De son côté, le V8 se comporte aussi différemment du « chat de l’enfer » de Dodge. Un peu moins brutal dans le bas du compte-tours, le V8 de 6,2 litres donne le meilleur à partir de 4 000 tr/min. Il prend plus de régime, culminant à 6 500 tr/min contre 5 750 tr/min chez Stellantis. Les deux moteurs possèdent un compresseur, mais son sifflement caractéristique est davantage filtré dans la CT5-V, qui demeure plus civilisée dans l’ensemble.
Quand on achète ce genre de voiture, on s’attend à dépenser beaucoup d’argent à la pompe. La Blackwing ne déroge pas à cette règle, puisque nous avons relevé 14,7 L/100 km en roulant calmement avec quelques accélérations de temps en temps. En ville, il faut plutôt compter 20 L/100 km, et même plus si l’on décide de pousser le V8 à son maximum tout le temps.
Sur la route, au-delà des problèmes pneumatiques cités plus haut, la plus grande qualité de la CT5-V est également son principal défaut.

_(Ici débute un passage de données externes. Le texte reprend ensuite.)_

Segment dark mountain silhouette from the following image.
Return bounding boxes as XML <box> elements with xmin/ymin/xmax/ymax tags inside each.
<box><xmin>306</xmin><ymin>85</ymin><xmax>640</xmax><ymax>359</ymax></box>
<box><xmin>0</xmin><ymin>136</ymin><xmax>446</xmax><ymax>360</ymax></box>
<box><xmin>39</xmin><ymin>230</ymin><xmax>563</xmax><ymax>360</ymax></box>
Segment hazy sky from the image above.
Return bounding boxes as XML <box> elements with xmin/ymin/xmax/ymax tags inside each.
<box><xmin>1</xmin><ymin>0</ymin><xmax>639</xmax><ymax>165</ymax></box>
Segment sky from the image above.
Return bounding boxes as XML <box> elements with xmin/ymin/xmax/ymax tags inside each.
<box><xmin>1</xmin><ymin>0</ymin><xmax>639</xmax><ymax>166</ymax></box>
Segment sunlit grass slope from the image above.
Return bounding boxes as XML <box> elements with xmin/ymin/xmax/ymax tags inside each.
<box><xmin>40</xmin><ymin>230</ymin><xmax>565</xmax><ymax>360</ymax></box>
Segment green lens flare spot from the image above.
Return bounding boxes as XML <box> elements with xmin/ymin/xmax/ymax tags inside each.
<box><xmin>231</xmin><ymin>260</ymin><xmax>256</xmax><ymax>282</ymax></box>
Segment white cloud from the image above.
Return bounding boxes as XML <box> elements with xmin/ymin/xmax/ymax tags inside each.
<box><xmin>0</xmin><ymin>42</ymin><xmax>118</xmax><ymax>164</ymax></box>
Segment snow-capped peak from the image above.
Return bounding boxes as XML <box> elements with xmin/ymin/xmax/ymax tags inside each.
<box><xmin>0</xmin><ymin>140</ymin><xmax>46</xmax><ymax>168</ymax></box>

Son moteur de feu est un régal à utiliser. La Blackwing est sensationnelle, et vous hérisse les poils sur les bras à chaque accélération. Impossible cependant d’appuyer à fond sur l’accélérateur plus de deux ou trois secondes sans risquer de perdre son permis, ce qui bride le plaisir de conduite… et nous ramène au titre de cet essai routier.
Un placement plus sûr que la bourse
Le prix de base de la Cadillac CT5-V Blackwing à boîte manuelle est de 100 797 $ (transport et préparation inclus). Pour profiter de la boîte automatique, il faut compter 104 557 $, un montant excessif. D’autant plus que la boîte manuelle étant en voie de disparition, le choix du modèle à trois pédales nous semble plus avisé. En effet, une berline à moteur V8 de 6,2 litres surcompressé associé à une boîte manuelle, c’est une configuration qui devrait plaire davantage aux puristes dans les années à venir.
Dans le cas de notre modèle d’essai, la facture grimpe jusqu’à 127 807 $, avec des options comme l’intérieur en cuir couleur havane/noir, les roues et étriers de frein couleur bronze, les ensembles carbone 1 et 2, etc. Un prix élevé, mais qui le devient encore plus quand on constate que les taux de financement atteignent 6,99% sur 60 mois. C’est pire pour la location 48 mois/20 000 km, puisque l’on atteint 9,99%! Mensuellement, cela représente 2 351 $ pour louer le véhicule et 2 515 pour l’acheter.
Sachant qu’il s’agit d’une voiture qui n’aura probablement pas de descendante à moteur thermique, encore moins avec une boîte manuelle, acheter une CT5-V Blackwing coûte cher dans l’absolu. Mais nous prenons peu de risques en vous disant qu’il s’agit d’un placement sûr, qui conservera une excellente valeur dans les années à venir.